Attorney-at-Law

JUDGE TAG IS OVERQUALIFIED

In Uncategorized on 07/31/2024 at 15:55

I’ve often said that any lawyer who can’t find an ambiguity should find another way to make a living. Judge Travis A. (“Tag”) Greaves provides even more proof, if any were required, that he is abundantly qualified as a lawyer, in Amgen Inc. & Subsidiaries, Docket No. 16017-21, filed 7/31/24. The issue is whether various offshore subsidiaries generated income for parent when they reimbursed parent for Healthcare Reform Fees (HCRs), another offspring of the much-contemned Patient Protection and Affordable Care Act of 2010. HCRs are fees paid by manufacturers and sellers of certain prescription drugs. No doubt Amgen Inc. is one such.

Amgen’s trusty attorneys, all 24 (count ’em, 24) of them, want summary J that reimbursement is not income. But Judge Tag Greaves finds them a wee bit light on specifics. Paying another’s debt is income to the other when the other is relieved of the obligation to pay. But the payor does not receive income when it is reimbursed for the payment of the other’s debt. However, when one pays a deductible expense and receives (or has the right to receive, even if conditional) reimbursement, one has no deduction.

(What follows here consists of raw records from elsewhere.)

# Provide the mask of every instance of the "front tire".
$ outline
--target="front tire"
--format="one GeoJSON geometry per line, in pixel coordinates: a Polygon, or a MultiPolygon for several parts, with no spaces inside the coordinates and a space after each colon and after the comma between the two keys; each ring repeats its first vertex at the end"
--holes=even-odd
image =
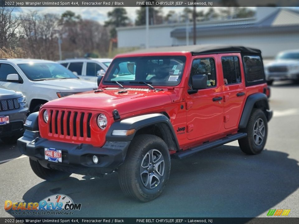
{"type": "Polygon", "coordinates": [[[248,155],[255,155],[262,152],[267,140],[267,122],[265,113],[262,110],[253,110],[246,128],[240,130],[247,133],[247,136],[238,140],[243,152],[248,155]]]}
{"type": "Polygon", "coordinates": [[[170,156],[164,141],[155,135],[140,135],[134,138],[119,167],[119,181],[126,195],[148,202],[161,194],[170,171],[170,156]]]}
{"type": "Polygon", "coordinates": [[[29,162],[31,169],[36,175],[39,177],[46,180],[55,181],[60,180],[69,176],[71,174],[55,170],[51,170],[43,167],[38,161],[29,158],[29,162]]]}

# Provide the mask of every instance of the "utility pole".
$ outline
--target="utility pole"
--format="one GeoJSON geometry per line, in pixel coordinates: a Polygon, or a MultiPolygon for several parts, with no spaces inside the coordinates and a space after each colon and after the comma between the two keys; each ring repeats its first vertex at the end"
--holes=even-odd
{"type": "MultiPolygon", "coordinates": [[[[195,3],[196,0],[193,0],[195,3]]],[[[193,7],[193,44],[196,44],[196,7],[193,7]]]]}
{"type": "Polygon", "coordinates": [[[145,7],[145,48],[148,48],[149,47],[149,7],[145,7]]]}

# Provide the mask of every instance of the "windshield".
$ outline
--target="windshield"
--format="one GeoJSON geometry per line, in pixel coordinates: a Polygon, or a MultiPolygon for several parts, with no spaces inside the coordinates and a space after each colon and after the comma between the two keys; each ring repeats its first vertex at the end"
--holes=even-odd
{"type": "MultiPolygon", "coordinates": [[[[153,56],[121,58],[114,60],[103,82],[123,85],[174,86],[178,84],[186,61],[184,56],[153,56]]],[[[114,85],[116,85],[115,84],[114,85]]]]}
{"type": "Polygon", "coordinates": [[[277,56],[276,59],[299,60],[299,52],[281,53],[277,56]]]}
{"type": "Polygon", "coordinates": [[[103,62],[103,63],[107,66],[107,68],[108,68],[109,67],[109,66],[110,65],[110,64],[111,63],[111,62],[103,62]]]}
{"type": "Polygon", "coordinates": [[[27,77],[32,81],[78,78],[71,72],[59,64],[30,63],[18,65],[27,77]]]}

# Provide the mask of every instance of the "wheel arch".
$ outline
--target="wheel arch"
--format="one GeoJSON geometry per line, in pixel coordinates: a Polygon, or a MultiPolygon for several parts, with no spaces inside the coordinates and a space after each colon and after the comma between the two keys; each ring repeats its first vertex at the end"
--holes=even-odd
{"type": "Polygon", "coordinates": [[[169,150],[177,150],[179,145],[175,133],[169,118],[162,114],[145,114],[125,119],[112,124],[106,135],[107,141],[128,141],[135,136],[140,134],[152,134],[161,138],[169,147],[169,150]],[[136,131],[128,136],[112,135],[114,130],[130,130],[136,131]]]}
{"type": "Polygon", "coordinates": [[[271,119],[272,114],[270,115],[268,112],[270,108],[267,96],[261,93],[254,93],[249,96],[246,100],[240,119],[239,128],[244,128],[246,127],[253,108],[262,110],[265,113],[268,121],[271,119]]]}

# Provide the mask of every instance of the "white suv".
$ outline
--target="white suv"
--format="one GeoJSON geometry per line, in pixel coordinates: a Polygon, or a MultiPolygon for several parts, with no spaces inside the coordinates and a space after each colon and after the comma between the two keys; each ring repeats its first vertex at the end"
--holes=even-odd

Mere legal liability is insufficient to establish who is responsible for the debt and who can deduct payment thereof. Judge Tag Greaves says this is often Tax Court’s job, but Amgen hasn’t given him enough information. It’s all ambiguous.

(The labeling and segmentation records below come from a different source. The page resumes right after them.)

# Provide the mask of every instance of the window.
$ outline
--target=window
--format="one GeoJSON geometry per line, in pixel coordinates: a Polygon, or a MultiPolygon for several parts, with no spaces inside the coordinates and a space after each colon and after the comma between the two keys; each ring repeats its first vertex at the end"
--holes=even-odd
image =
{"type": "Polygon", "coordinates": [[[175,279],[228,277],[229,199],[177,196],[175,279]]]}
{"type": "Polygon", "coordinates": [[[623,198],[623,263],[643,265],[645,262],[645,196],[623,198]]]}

“Petitioner failed to show as a matter of law that the HCR Fees are expenses of the reimbursing parties. Petitioner asserts that the HCR Fees are ‘indelibly tied to the revenue’ that [subs] received. Other than this conclusory statement, petitioner failed to set forth any specific information related to the income [subs] generated in relation to the licensed drugs or how the reimbursement amount was calculated. Petitioner also failed to provide what effect, if any, the sale of the licensed drugs to Amgen USA had on the ability to connect [sub]’s income to the branded drug sales. The same factual footfalls [sic] prevent our ruling related to the allocation between Amgen Inc. and Pfizer. Petitioner fails to offer specific evidentiary support tying Pfizer’s income to the HCR Fees. In fact, petitioner fails to set forth any drug sales resulting from the joint venture. Therefore, we are unable to determine as a matter of law whether at least a portion of the HCR Fees properly belonged to Pfizer.

“The same uncertainty exists regarding Amgen Inc.’s right to reimbursement. First, we reject petitioner’s argument that the HCR Fees statutory scheme required the parties to reimburse Amgen Inc. The statute does not require repayment from a subsidiary or unrelated party. Rather, the statute only specifies that the designated entity, in this case Amgen Inc., is responsible for paying the government.

“Petitioner has further failed to show that any of the commercial exploitation agreements established a right to reimbursement.” Order, at p. 9. (I think you meant “footfaults,” Judge, not “footfalls.”).

While there was perhaps an oral agreement that was memorialized ten (count ’em, ten) years after it was made, various written agreements covering HCR activities made during that time all contained the usual boilerplate merger and integration clauses (“entire agreement of parties and supersedes all prior understandings”), and none of them mentions reimbursement.

No summary J on income, and no summary J on chops.